I didn’t imagine they’d quote me while doing so, however. The conservative publication Town Hall just published the article “Librarians Against Censorship,” by Brent Bozell III. Bozell says:

Already we can predict how the ALA next year will complain about any objection to a book called “Uncle Bobby’s Wedding,” the story of a young guinea pig who worries that her Uncle Bobby won’t play with her anymore after he “marries” his boyfriend Jamie. The book ends at the “wedding,” with Chloe as the enthusiastic flower girl.

In my March 18 review of the book at Bay Windows (and published in a longer form at After Elton), I say:

It tells the sweet story of Chloe, an anthropomorphic young guinea pig who worries that Uncle Bobby won’t keep having fun with her after he marries his boyfriend Jamie. Uncle Bobby explains that their special times together will not end; Chloe will not be losing an uncle, but gaining one. The book ends at the wedding, with Chloe as the enthusiastic flower girl.

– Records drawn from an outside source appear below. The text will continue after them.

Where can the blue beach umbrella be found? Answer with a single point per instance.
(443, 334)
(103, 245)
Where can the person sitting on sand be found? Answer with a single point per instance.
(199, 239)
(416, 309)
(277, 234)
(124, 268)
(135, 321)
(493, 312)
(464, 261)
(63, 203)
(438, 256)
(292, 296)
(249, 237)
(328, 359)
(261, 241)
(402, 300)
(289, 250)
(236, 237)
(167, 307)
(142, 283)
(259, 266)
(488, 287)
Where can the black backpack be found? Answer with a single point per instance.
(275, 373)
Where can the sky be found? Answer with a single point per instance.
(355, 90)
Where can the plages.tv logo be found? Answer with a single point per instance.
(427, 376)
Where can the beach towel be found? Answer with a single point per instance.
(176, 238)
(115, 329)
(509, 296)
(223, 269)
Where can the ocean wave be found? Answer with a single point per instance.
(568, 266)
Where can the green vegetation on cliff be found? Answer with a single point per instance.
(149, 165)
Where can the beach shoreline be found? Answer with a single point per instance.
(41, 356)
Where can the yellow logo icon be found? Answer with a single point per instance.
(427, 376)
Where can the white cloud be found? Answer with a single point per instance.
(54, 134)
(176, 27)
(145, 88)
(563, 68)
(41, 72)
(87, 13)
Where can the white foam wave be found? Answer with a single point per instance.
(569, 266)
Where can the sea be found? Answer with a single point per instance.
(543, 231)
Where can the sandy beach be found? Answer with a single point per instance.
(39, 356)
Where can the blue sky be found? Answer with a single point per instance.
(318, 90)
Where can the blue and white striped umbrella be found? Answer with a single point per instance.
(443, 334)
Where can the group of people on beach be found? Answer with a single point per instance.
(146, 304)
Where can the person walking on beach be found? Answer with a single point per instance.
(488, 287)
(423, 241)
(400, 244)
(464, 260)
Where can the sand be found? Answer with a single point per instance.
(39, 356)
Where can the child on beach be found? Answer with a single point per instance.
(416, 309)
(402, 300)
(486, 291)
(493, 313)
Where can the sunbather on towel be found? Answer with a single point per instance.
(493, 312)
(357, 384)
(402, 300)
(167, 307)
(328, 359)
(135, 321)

Hmm. See any resemblance? Well, if Bozell is going to take my words, I’m not going to provide a live link to his article. You can view it at:


if you want to see it. He also rails against And Tango Makes Three and the American Library Association’s Rainbow List of LGBT-inclusive children’s and young adult books. (For an alternate perspective, see my interview with the chair of the Rainbow List project, Nel Ward.)

Yes, it is unfortunate that we must still deal with censorship and narrow minds. I say, if you don’t believe in the message of such books, make sure to stay involved with your children’s education so you can teach them otherwise. Be aware, though, that while you still may be able to censor books, it will be harder to censor the many children of LGBT parents who are talking about what they did with Mommy and Mama during summer vacation, or having their dads pick them up from soccer practice. Teaching about LGBT families is not about “promoting” some abstract “homosexual agenda.” It is about teaching children to respect their peers and develop into good citizens in today’s society.

I’ll close with a quote from Uncle Bobby’s editor at Putnam/Penguin, Tim Travaglini, who told me:

In a very aggressive way, I welcome [challenges to the book]. I sympathize with the folks on the front lines fighting that kind of censorship, but I’ll be happy with anything that draws attention to what I feel is a very unique, very special book, that really deserves to have the widest possible audience know about it, judge it for themselves, and hopefully fall in love with it the way we have.

Check your local libraries to see if they’re carrying Uncle Bobby’s Wedding yet. If not, ask how you can submit a request for them to stock it. (Some libraries may also have a way for patrons to purchase books as gifts to the library, if you’re feeling generous.) Let’s get it in as many places as we can before the storm really builds. I think I can speak for a good portion of the LGBT community and our allies when I say: Uncle Bobby, we’ve got your back.